Out of My Head



Two days ago I uttered words that that have never left my lips before. I shocked myself. Like, I almost turned around to see who was talking with my voice.

“I want to get out of my head.”

Now to be clear, I love my brain. I love having awareness of my thoughts and taking action. I love creating. I LOVE external processing.

I spend a lot of time in my head. Analyzing. Creating. Second Guessing. Arguing with Myself. Planning. Replaying. Visioning. Seeking Control. Looking for the Answer. These are all things that the human brain does. And I am grateful for it all.

But something happened. About four weeks ago, COVID-19 hit the city where I live and I got anxious, I became afraid. Like so many others i became really afraid.

I have been afraid before. I have been afraid lots of times before. The difference is that recently i identified a pattern in myself. When fear arrived I collapsed in on myself and then did all I could to avoid it until the circumstances making me afraid went away. I hid.

Hiding no longer serves me. It does not serve me as a coach. It does not serve me as a mom. It does not serve me as a friend. It does not serve me. It does not serve the person I feel called to be now.

How about you my friend? When things get scary, where do you go? How do you (or don’t you) show-up?

This virus isn’t going away. I realized I would be hiding for a very long time, too long for me. So I felt a tug, a call to look at the fear. To explore the fear. I noticed where it lives in my body. I blogged about the experience recently.

Back to the “I want to get out of my head” moment. The follow-up question was “What of I listened more?” What if not only did I make friends with fear, what if I listened, not analyzed, but listened? What if I went beyond seeing the fear and rationalizing the fear? In that listening I would also discover a new role of fear.

Fear can keep you from taking action; fear can also be the reason we take action.
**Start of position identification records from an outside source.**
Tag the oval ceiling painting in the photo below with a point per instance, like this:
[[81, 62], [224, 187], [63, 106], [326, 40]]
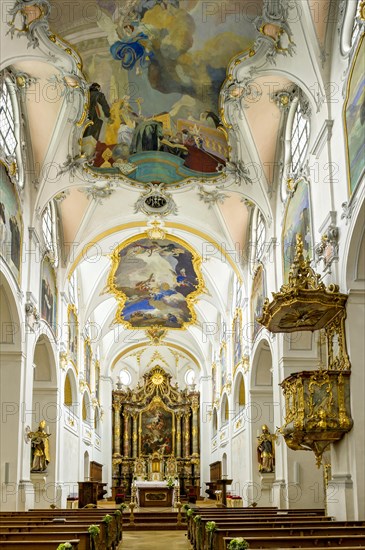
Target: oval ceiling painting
[[156, 282], [155, 70]]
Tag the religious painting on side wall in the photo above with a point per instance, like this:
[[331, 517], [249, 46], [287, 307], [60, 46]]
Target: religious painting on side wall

“I am afraid I am not good enough so I will buy/take/do.”

“I m afraid of being rejected so I will go along.”

“I am afraid of having my feelings hurt so I won’t take the action.”

I have had all the thoughts. We are human.

Listening is the next piece of the equatuon.

There is making decisions from fear that keeps us alive for sure.

There are also decisions from fear that keep us from living.

How do you want to live? How would thinking AND listening serve you?